Beach peas in profusion on a dune with grasses bearing sharp burrs (from barefoot experience) and holes probably dug by rats.  Fifty years ago, such wild patches in abandoned or undeveloped lots on the Jersey shore filled my young imagination with thoughts of how wilderness had been conquered, leaving these reminders of its might.  Now there are no heartlands of wilderness, and when the seas rise perhaps the last beach peas will be gone.

Beauty will remain.  Begonias and orchids, roses and seagulls, will probably remain as long as humans endure.  Not butterflies nor beach peas.  I have lived through the beginning of the sixth extinction, and fortunately will not live to see its completion.
Sat-


Sunrise over the ocean as theatrical it always is every dawn everywhere every time.  Beautiful, awesome, majestic, no art can do it full justice.  Beyond the magic of illuminating a new world after our profound vanishing into the darks of sleep, it represents a beginning afresh, and wonders to be seen and done, and hope and warmth.

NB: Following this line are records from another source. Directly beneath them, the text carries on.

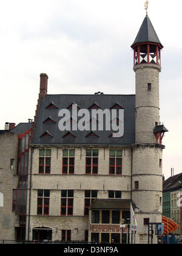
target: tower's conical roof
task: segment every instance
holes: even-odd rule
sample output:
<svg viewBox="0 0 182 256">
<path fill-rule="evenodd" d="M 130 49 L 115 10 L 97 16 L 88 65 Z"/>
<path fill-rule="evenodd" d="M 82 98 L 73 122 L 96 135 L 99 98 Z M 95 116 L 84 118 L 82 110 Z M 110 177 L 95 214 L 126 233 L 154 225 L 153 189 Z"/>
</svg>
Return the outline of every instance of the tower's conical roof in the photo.
<svg viewBox="0 0 182 256">
<path fill-rule="evenodd" d="M 153 25 L 147 15 L 145 17 L 132 48 L 138 43 L 151 42 L 161 44 Z"/>
</svg>

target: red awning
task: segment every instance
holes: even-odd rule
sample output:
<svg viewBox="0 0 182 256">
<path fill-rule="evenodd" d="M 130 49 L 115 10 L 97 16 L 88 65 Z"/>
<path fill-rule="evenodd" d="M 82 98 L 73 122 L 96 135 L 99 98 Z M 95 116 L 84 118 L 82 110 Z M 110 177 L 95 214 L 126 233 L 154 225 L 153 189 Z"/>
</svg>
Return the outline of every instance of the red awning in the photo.
<svg viewBox="0 0 182 256">
<path fill-rule="evenodd" d="M 177 223 L 173 221 L 172 219 L 169 219 L 167 217 L 163 216 L 162 222 L 164 224 L 164 234 L 167 234 L 167 230 L 168 233 L 172 233 L 175 231 L 176 229 L 178 229 L 179 226 Z"/>
</svg>

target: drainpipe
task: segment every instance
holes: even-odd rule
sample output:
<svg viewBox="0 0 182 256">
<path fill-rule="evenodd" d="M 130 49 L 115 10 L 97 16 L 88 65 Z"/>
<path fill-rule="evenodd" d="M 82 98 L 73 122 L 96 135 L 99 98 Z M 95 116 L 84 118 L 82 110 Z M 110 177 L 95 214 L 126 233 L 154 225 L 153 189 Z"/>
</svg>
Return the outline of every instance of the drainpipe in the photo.
<svg viewBox="0 0 182 256">
<path fill-rule="evenodd" d="M 133 148 L 132 151 L 132 168 L 131 168 L 131 201 L 132 202 L 132 185 L 133 185 Z"/>
<path fill-rule="evenodd" d="M 30 154 L 30 192 L 29 192 L 29 224 L 28 224 L 28 241 L 30 240 L 30 205 L 31 205 L 31 195 L 32 195 L 32 162 L 33 153 L 34 149 L 31 148 Z"/>
</svg>

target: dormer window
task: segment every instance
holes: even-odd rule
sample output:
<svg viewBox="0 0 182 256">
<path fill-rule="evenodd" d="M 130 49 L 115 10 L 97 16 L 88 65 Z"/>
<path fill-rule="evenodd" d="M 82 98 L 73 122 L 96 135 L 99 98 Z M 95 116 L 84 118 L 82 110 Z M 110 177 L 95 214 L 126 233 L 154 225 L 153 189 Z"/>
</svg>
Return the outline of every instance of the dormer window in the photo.
<svg viewBox="0 0 182 256">
<path fill-rule="evenodd" d="M 52 134 L 50 134 L 47 130 L 41 136 L 41 138 L 44 137 L 44 138 L 53 138 Z"/>
<path fill-rule="evenodd" d="M 96 103 L 94 103 L 89 107 L 89 109 L 101 109 L 101 108 Z"/>
<path fill-rule="evenodd" d="M 48 118 L 44 121 L 43 123 L 44 124 L 45 123 L 53 123 L 55 124 L 56 122 L 55 122 L 50 116 L 49 116 Z"/>
<path fill-rule="evenodd" d="M 96 134 L 95 132 L 92 132 L 89 134 L 88 134 L 86 138 L 99 138 L 99 136 Z"/>
<path fill-rule="evenodd" d="M 74 107 L 75 107 L 76 105 L 77 106 L 77 108 L 79 108 L 80 109 L 80 107 L 76 104 L 76 103 L 75 103 L 74 102 L 73 103 L 72 103 L 70 105 L 69 105 L 67 107 L 67 109 L 72 108 Z"/>
<path fill-rule="evenodd" d="M 76 136 L 75 136 L 72 132 L 69 132 L 66 133 L 62 138 L 76 138 Z"/>
<path fill-rule="evenodd" d="M 52 102 L 50 103 L 49 105 L 46 107 L 46 108 L 58 108 L 58 107 L 53 102 Z"/>
<path fill-rule="evenodd" d="M 123 107 L 119 104 L 119 103 L 115 104 L 114 105 L 113 105 L 110 109 L 123 109 Z"/>
</svg>

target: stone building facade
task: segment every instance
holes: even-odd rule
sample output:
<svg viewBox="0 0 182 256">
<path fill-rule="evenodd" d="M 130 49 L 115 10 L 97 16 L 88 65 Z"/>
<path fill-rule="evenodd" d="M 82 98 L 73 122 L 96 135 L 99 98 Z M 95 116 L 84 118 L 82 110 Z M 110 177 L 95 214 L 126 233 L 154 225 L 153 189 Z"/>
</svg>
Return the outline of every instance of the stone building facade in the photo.
<svg viewBox="0 0 182 256">
<path fill-rule="evenodd" d="M 43 93 L 29 152 L 26 239 L 126 243 L 132 204 L 135 242 L 147 243 L 148 224 L 162 222 L 162 140 L 167 132 L 159 113 L 163 48 L 147 15 L 132 45 L 135 95 L 49 95 L 48 76 L 41 74 Z M 115 110 L 124 134 L 92 130 L 92 115 L 84 130 L 61 130 L 63 109 L 71 113 L 65 122 L 72 128 L 80 121 L 73 105 L 90 113 Z M 95 121 L 98 126 L 96 117 Z"/>
<path fill-rule="evenodd" d="M 12 212 L 12 188 L 16 188 L 18 177 L 17 165 L 18 135 L 8 131 L 0 132 L 0 240 L 15 240 L 15 227 L 18 218 Z M 15 150 L 15 149 L 16 149 Z"/>
</svg>

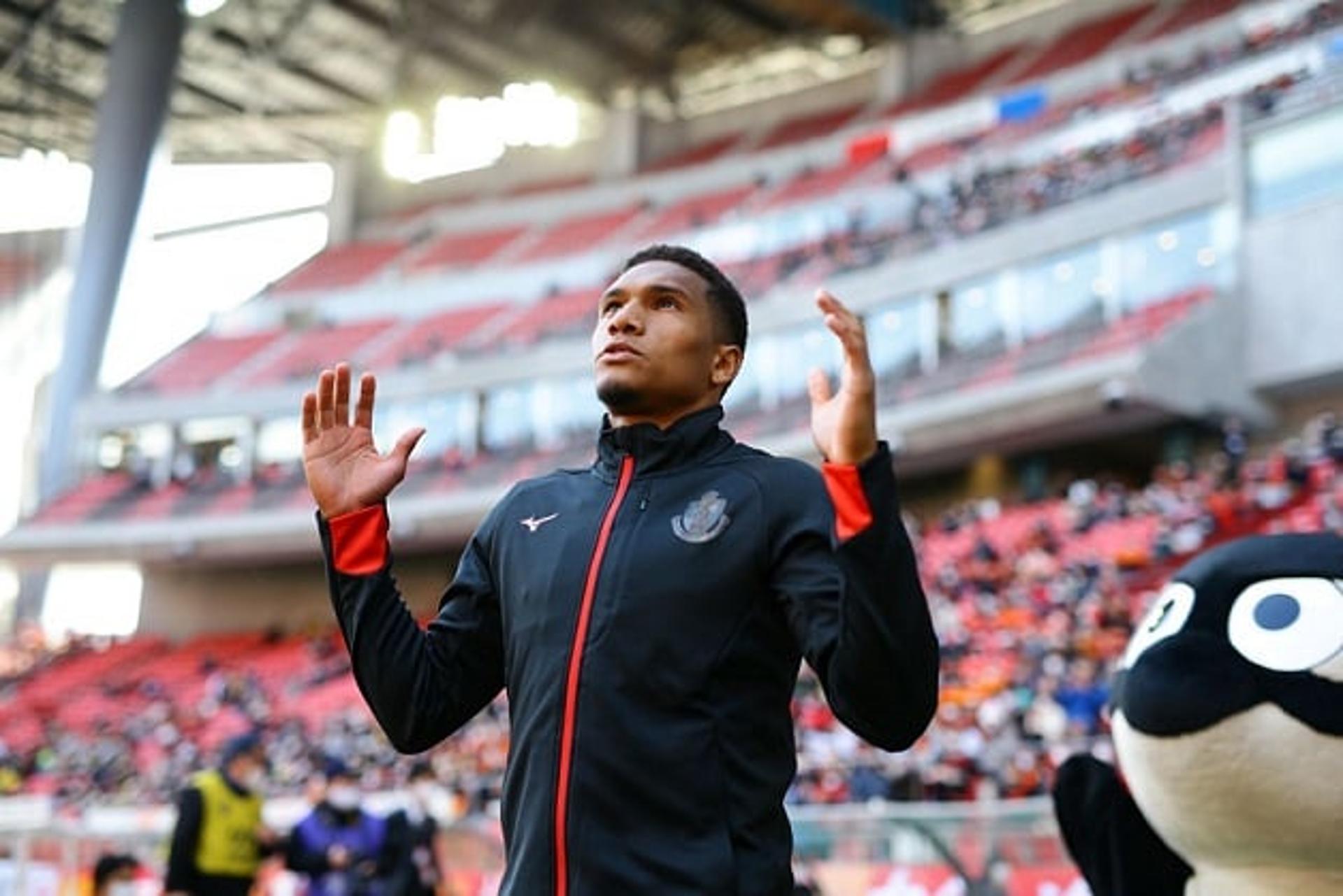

That I can use such words, and you can find them meaningful, is one of the reasons human experience is unique.  A mechanical intelligence could document the exact moment the red ball appears on the horizon, but can it be capable of why that is “theatrical,” “magic,” or “hopeful.”  I think not.  Recreating emotions and sensations and being, which depend on chemicals and hormones more than electrical connections, is beyond any conception of current artificial intelligence attempts. Not celebrating complicated human glory is a crime against our self.
Sun-


Fallen coconut shell in front of a fallen palm log on the only open space for miles along the beach.  I am not sure if the lack of a huge skyscraper here indicates insufficient financing or the presence of a public park.  Maybe that is a tautology _ I suspect adequate financing could purchase any public land.  For the moment, it is refreshing to have a semi-large grassy expanse behind the dunes of the beach.

Not too many people along the shore today, it being cold by southern Florida standards.  People get here and quickly get in huff along the lines of “I refuse to wear a jacket when I am paying all this money for warm weather.  Let’s go eat at a restaurant instead!”  It’s very easy to let expectations cloud reality.  What would have seemed heavenly to folks a day ago in New York is now a cruel twist of fate from nature robbing them of happy times getting a tan.  Me _ well I’m grateful to experience cold or warm or rain or sun _ just about anything at all.  It’s the alternative that’s bad.